Another 54 employees from the bargaining unit in Las Vegas were also set to be eliminated, but the union “successfully paused Las Vegas Union layoffs by demanding the company fulfill its obligation to bargain changes in good faith due to the ongoing collective bargaining at that location.”

“We are working to mediate these layoffs,” MWWC added in a statement. “But in Santa Fe and Denver, Meow Wolf is choosing to continue its pattern of not bargaining in good faith and it is actively pursuing its shameful, fruitless union containment strategies.” 

Meow Wolf Denver: Convergence Station. Sept. 13, 2021.
Kevin J. Beaty/Denverite

The union statement outlined that Meow Wolf has refused to listen to their alternative suggestions to layoffs, a point included in both the Denver and Santa Fe collective bargaining agreements. These suggestions include voluntary pay decreases, resignations and limiting the number of outside contract workers. 

Morrison said there’s an issue with outside contractors being hired at higher salaries than those paid in-house. 

“Our CBA says those folks are supposed to be the first ones to be let go, particularly if it's the work of people who are within our unit,” Morrison said. “That’s one of the areas that we’re not seeing.” 
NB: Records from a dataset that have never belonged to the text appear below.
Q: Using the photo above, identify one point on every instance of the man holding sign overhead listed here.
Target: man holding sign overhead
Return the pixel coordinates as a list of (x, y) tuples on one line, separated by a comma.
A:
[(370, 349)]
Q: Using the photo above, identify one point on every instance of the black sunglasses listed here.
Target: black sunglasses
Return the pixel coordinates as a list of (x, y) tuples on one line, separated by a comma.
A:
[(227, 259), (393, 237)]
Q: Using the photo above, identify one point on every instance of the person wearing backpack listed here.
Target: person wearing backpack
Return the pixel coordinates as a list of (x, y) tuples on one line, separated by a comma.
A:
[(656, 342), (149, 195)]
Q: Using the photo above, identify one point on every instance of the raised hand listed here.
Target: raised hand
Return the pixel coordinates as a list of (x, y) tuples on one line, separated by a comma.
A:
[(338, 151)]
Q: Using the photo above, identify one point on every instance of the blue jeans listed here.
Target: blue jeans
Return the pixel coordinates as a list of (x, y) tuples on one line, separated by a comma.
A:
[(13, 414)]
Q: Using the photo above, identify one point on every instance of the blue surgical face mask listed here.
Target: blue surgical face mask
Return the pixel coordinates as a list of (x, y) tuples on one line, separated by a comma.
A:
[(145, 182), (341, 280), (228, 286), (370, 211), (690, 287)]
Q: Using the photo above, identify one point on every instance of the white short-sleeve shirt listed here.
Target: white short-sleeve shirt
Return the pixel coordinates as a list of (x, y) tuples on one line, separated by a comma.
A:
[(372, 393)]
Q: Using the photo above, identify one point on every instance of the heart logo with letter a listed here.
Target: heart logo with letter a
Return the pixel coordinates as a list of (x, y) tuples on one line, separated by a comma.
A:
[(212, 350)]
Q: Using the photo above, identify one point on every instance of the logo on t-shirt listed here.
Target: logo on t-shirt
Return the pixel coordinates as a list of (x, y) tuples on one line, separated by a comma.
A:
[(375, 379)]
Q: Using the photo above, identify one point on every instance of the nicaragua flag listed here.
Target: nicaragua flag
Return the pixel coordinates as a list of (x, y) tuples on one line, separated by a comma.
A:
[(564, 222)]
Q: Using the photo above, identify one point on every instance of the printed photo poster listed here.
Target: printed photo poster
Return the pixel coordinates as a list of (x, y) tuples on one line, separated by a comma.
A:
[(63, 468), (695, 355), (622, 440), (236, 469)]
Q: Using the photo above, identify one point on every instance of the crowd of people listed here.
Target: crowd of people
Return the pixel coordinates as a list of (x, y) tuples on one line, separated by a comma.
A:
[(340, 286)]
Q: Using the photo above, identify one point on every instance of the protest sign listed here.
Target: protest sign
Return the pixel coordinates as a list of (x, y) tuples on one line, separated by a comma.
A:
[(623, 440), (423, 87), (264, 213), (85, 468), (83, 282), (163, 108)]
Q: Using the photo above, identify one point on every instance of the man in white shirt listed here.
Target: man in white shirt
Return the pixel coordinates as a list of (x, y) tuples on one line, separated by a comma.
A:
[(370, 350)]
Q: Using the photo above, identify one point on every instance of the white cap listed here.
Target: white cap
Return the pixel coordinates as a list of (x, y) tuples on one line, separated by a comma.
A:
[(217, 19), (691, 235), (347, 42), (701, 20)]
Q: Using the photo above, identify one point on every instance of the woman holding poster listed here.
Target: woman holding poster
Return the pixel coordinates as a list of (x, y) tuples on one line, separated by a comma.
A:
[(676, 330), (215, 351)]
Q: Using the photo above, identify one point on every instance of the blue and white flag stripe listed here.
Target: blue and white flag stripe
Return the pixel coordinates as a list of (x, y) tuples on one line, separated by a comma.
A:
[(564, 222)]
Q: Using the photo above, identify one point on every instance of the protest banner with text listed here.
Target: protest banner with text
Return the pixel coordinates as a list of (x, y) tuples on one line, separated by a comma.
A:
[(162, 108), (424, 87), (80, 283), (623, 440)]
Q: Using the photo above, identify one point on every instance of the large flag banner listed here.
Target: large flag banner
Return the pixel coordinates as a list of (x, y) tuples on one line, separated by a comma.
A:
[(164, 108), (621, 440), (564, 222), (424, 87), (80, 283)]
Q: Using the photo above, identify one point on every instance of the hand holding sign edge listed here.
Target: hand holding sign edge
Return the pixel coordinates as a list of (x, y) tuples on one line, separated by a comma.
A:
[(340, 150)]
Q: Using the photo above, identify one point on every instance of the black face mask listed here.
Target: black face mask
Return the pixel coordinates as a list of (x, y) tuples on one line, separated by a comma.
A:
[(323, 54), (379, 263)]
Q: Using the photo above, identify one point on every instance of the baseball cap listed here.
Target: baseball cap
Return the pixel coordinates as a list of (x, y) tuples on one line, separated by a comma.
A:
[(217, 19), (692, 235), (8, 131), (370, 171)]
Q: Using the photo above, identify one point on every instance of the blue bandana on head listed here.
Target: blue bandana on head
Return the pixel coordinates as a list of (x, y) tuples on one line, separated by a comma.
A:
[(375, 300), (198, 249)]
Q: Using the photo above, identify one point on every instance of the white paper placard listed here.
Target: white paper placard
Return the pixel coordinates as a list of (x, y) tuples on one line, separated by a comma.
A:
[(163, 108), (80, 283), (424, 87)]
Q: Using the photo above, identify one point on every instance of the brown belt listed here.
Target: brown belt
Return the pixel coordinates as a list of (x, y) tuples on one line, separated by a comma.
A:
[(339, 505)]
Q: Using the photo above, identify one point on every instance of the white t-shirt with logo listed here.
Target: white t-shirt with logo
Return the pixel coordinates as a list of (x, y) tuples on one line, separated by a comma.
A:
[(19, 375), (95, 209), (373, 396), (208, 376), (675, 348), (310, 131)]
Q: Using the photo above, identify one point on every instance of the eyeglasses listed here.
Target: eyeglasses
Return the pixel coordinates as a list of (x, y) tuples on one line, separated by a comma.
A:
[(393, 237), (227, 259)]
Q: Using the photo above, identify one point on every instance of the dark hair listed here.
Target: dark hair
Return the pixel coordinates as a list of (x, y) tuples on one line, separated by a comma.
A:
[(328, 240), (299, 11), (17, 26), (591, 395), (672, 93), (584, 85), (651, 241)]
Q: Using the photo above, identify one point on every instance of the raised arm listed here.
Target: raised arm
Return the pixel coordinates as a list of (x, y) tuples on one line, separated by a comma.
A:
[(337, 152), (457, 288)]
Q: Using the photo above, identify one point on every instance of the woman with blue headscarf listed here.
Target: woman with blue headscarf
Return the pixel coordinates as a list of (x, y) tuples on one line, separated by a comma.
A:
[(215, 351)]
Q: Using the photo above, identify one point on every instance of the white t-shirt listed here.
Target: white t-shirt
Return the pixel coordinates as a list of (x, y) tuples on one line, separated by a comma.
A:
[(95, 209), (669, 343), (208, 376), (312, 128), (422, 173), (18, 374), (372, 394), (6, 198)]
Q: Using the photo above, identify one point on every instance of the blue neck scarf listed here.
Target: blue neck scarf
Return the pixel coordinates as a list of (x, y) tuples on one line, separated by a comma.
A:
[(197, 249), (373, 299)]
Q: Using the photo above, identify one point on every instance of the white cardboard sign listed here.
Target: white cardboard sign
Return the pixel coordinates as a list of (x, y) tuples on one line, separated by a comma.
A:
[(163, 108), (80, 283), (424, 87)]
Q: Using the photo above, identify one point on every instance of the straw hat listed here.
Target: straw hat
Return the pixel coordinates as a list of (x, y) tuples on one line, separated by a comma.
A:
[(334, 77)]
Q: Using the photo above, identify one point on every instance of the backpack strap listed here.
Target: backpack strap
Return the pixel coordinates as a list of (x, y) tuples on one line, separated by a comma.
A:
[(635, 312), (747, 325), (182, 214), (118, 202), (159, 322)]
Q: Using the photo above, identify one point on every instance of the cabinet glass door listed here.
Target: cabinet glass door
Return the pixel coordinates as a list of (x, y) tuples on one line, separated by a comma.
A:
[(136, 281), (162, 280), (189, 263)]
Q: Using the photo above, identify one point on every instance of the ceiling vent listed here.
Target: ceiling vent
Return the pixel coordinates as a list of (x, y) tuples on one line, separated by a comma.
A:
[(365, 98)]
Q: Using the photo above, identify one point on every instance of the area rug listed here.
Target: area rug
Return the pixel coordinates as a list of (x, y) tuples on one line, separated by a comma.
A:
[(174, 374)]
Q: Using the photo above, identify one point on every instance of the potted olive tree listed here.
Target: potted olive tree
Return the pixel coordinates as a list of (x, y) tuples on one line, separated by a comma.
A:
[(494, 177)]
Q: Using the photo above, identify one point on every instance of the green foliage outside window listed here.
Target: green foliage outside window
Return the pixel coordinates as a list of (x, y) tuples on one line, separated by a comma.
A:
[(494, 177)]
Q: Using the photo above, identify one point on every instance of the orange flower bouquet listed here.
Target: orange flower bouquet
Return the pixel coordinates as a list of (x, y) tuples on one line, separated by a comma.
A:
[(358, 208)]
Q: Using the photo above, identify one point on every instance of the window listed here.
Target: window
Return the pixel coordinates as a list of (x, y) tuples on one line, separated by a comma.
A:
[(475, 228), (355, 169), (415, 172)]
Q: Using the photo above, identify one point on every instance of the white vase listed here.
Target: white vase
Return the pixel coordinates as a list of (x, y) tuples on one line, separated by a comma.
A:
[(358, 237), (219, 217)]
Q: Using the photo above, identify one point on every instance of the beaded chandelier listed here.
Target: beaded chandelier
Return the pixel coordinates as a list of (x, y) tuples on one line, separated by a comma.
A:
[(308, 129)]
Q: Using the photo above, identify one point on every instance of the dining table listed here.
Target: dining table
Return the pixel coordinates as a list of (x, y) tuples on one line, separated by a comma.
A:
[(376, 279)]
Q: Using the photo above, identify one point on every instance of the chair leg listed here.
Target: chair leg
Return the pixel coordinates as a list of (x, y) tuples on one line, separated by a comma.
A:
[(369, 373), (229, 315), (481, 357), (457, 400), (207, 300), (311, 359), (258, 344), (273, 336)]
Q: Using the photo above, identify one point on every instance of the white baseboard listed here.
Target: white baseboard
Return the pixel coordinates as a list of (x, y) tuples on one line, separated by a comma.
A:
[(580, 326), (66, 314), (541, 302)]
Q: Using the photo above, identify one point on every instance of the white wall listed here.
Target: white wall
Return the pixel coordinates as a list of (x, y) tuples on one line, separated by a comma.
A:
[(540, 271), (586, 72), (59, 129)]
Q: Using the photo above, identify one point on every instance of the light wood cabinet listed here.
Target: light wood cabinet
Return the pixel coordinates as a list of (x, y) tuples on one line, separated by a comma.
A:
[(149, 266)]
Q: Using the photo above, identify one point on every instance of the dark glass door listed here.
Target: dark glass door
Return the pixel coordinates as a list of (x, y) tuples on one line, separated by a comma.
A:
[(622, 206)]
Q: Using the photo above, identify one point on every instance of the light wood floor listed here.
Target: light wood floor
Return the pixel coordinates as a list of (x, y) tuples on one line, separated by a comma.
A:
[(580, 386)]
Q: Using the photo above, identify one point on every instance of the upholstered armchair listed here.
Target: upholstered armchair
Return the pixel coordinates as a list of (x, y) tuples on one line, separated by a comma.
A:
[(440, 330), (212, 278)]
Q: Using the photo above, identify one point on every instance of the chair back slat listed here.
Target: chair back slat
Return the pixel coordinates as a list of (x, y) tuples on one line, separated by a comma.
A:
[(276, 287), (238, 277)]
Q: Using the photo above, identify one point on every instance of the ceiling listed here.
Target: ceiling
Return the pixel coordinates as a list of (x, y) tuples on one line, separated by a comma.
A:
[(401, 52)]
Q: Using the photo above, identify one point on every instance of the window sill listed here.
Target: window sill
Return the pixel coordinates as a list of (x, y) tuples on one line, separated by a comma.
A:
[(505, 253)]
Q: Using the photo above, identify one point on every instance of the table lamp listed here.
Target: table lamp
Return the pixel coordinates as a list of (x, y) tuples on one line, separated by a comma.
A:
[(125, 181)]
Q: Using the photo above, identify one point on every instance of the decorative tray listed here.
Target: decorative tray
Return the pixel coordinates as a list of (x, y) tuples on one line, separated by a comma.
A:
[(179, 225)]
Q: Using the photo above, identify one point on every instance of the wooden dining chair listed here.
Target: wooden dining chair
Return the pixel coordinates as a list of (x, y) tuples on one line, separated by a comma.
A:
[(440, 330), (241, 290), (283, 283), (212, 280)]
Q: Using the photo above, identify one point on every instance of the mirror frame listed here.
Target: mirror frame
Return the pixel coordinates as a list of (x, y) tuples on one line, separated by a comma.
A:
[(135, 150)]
When did Meow Wolf Denver unionize?

Employees at Convergence Station in Denver announced plans to unionize in July 2022. The location originally opened in September 2021. 
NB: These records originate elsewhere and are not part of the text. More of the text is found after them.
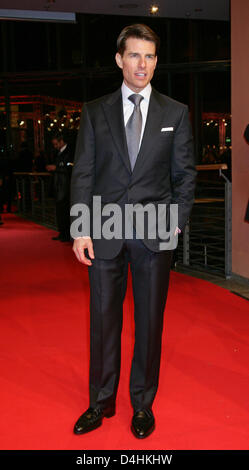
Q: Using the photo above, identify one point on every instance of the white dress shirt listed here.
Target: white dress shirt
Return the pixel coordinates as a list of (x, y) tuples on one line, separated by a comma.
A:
[(128, 106)]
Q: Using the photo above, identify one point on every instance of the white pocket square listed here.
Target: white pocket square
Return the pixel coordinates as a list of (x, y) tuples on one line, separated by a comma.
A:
[(167, 129)]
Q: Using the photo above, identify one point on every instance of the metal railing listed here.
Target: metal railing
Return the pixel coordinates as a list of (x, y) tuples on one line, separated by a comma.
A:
[(207, 238), (206, 241), (35, 197)]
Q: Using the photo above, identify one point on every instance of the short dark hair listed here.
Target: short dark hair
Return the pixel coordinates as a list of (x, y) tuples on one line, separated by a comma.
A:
[(58, 136), (140, 31)]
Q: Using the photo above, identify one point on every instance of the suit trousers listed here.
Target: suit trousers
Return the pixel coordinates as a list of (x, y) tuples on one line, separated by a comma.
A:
[(108, 280)]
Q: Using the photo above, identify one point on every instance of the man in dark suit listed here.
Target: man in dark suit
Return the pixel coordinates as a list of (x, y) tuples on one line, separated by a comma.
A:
[(134, 146), (62, 176)]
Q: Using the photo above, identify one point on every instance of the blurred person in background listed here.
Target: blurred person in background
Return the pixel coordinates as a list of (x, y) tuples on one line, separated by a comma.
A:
[(62, 171)]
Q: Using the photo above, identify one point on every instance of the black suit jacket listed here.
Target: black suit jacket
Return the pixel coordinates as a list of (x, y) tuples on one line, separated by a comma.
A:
[(164, 171)]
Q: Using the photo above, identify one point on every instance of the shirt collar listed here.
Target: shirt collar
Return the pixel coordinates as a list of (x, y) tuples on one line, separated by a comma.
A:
[(126, 92), (63, 148)]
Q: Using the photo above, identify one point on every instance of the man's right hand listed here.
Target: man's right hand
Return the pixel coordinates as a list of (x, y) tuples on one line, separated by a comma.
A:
[(79, 247)]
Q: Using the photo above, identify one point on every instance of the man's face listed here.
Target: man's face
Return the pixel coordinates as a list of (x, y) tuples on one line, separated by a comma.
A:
[(57, 144), (138, 63)]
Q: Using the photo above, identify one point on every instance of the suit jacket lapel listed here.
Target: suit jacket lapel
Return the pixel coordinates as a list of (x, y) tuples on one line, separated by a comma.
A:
[(113, 108), (156, 112)]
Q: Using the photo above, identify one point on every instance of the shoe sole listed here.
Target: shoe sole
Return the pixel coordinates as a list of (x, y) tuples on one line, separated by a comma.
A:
[(96, 426), (145, 435)]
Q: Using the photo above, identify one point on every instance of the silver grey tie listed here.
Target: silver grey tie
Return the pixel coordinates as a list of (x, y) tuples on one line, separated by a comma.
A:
[(133, 128)]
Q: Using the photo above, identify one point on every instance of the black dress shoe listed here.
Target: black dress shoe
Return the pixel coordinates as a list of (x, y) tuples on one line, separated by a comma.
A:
[(65, 239), (57, 238), (143, 423), (92, 419)]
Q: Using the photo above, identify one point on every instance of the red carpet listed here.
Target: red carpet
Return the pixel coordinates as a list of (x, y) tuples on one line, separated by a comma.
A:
[(203, 397)]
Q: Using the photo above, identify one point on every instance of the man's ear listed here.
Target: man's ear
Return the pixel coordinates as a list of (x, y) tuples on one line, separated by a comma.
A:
[(119, 60)]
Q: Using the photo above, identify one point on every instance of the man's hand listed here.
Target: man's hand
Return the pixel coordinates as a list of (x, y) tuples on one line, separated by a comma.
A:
[(79, 247)]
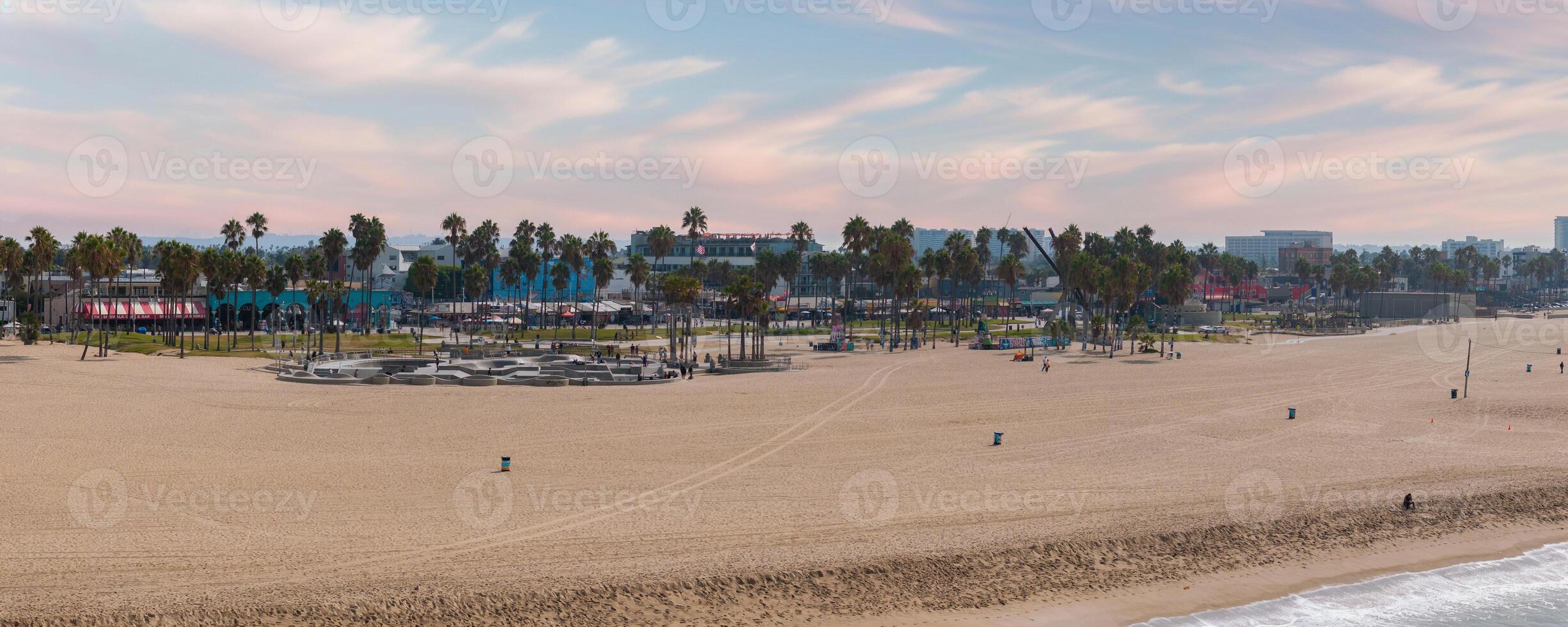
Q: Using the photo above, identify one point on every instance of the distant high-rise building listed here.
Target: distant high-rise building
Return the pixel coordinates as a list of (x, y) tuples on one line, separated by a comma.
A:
[(934, 239), (1266, 248), (1486, 248)]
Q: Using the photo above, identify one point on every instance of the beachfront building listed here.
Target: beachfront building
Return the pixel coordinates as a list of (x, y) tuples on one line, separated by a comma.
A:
[(236, 311), (132, 300), (1312, 255), (934, 239), (1486, 248), (1266, 248), (1521, 256), (391, 269), (737, 250)]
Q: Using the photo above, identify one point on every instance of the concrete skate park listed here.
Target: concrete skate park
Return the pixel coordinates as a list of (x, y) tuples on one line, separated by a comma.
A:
[(477, 370)]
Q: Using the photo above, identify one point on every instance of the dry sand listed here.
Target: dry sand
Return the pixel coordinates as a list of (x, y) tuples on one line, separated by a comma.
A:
[(865, 489)]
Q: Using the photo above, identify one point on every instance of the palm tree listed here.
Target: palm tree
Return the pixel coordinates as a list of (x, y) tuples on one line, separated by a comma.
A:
[(101, 259), (44, 248), (338, 298), (599, 250), (276, 284), (1208, 259), (695, 223), (522, 239), (661, 245), (637, 272), (510, 274), (258, 225), (370, 239), (1010, 270), (545, 237), (857, 241), (574, 256), (742, 300), (129, 246), (529, 266), (255, 273), (560, 278), (422, 274), (800, 235)]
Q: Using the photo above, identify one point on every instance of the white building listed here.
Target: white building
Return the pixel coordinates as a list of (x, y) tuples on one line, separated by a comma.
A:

Denver’s original collective bargaining agreement took into consideration what happened during the pandemic layoffs from 2019, which the company described as COVID-19-related challenges.
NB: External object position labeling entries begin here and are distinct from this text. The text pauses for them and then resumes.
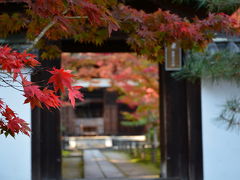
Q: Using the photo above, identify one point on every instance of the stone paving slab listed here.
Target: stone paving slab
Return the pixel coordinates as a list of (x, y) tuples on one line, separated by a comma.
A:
[(97, 166), (130, 169), (91, 168)]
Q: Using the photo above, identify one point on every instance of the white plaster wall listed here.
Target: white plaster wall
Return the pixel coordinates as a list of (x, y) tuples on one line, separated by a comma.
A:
[(221, 148), (15, 154)]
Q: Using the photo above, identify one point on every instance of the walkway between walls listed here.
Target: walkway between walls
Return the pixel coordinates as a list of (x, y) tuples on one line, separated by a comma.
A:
[(97, 166), (110, 164)]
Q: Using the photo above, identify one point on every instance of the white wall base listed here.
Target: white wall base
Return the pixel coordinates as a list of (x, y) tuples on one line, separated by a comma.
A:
[(221, 148)]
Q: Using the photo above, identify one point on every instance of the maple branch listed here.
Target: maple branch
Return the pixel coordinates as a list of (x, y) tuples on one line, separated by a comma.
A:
[(10, 85), (36, 40)]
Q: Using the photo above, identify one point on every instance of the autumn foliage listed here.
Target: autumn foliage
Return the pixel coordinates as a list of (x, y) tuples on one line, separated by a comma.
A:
[(12, 65), (133, 77)]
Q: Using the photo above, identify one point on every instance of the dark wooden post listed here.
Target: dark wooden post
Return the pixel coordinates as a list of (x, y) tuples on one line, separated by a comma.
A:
[(194, 130), (173, 126), (46, 142)]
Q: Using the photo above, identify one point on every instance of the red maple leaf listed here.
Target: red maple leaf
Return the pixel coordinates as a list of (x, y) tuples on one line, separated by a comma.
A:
[(50, 99), (61, 78), (74, 93)]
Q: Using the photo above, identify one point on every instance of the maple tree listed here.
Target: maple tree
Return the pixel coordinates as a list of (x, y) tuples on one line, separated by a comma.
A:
[(133, 77), (90, 21)]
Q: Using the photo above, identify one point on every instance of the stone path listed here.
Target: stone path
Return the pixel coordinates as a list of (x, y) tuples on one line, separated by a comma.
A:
[(109, 164), (130, 169), (97, 166)]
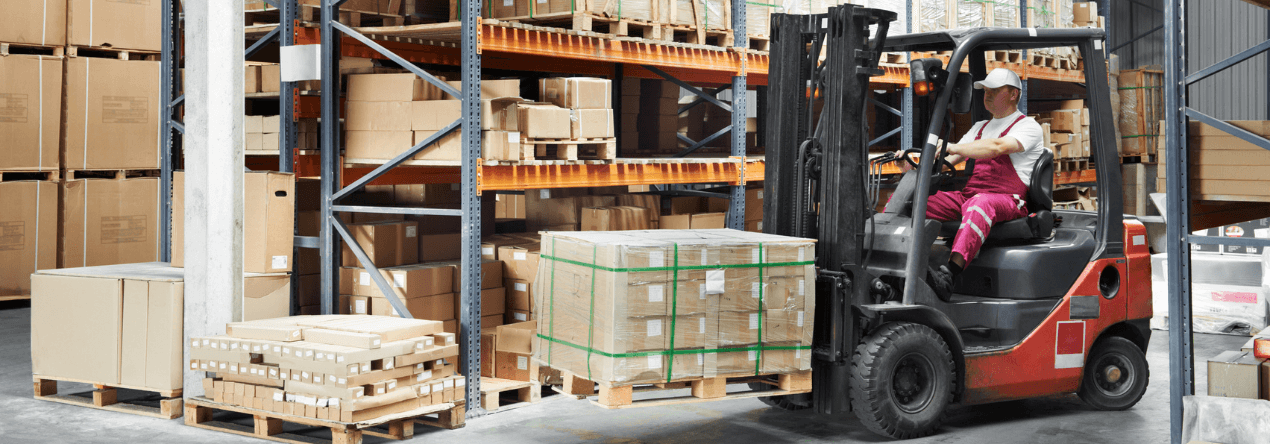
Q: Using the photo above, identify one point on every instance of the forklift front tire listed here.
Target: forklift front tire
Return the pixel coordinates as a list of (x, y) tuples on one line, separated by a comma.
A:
[(1115, 374), (902, 381)]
Morrison said employees at the time did not find any “rhyme or reason” for why the company chose to lay off certain employees when accounting for years of experience and knowledge. 

What the CEO says is 'right-sizing the business,' union leaders see as 'writing on the wall'

When Meow Wolf CEO Jose Tolosa informed employees of the layoffs via email, he said the reductions are an effort to “right-size” the business. 

“When we opened our first exhibitions, we were inventing an operating model from scratch,” Tolosa wrote. “Over the past three years, we’ve developed a better understanding of our guests and what we need to staff and support our exhibitions in order to make the most of the growth opportunities ahead, including our Houston location that opens later this year.”

Meow Wolf Denver: Convergence Station. Sept. 13, 2021.
Kevin J. Beaty/Denverite

The New Mexico-based company employs people in corporate offices located in Los Angeles and New York, as well as four exhibition spaces in Santa Fe, Las Vegas, Denver and a new Dallas-Fort Worth area location that opened July 2023

The expense cuts and workforce reduction come after the company laid off eight members of its corporate team in December

According to Morrison, who has worked at Meow Wolf for more than five years, those closely watching the situation have seen “the writing on the wall” regarding Denver’s decline in visitations. 

“Our hourly workers have been drastically reduced to very minimum hours and not even really given any guaranteed schedule,” Morrison said. 

Meow Wolf Denver: Convergence Station. Sept. 13, 2021.
Kevin J. Beaty/Denverite

The MWWC has filed a number of Unfair Labor Practice (ULP) charges with the National Labor Relations Board (NLRB), including one in Denver back in March for “Bad Faith Bargaining” that remains open.  

“In short, the company refuses to work with us when problems arise,” the statement reads. “We are calling on the company to reinstate these employees now. We are asking Meow Wolf to cease its practices of skirting the union and failing to see us as equal partners in the operations of our company.” 

In response to the Union complaints, Johnson provided the following statement:

"Meow Wolf complied with the layoff provisions of its Santa Fe CBA and its Denver CBA, by providing proper notice, considering the Union’s proposals, and providing the agreed-upon separation benefits to impacted bargaining unit members. Both collective bargaining agreements also provide that after going through this process, the final decision regarding a layoff rests with Meow Wolf."

Editor's Note: This story was updated with additional comment from Meow Wolf about the company's reasoning behind instituting workforce and spending cuts.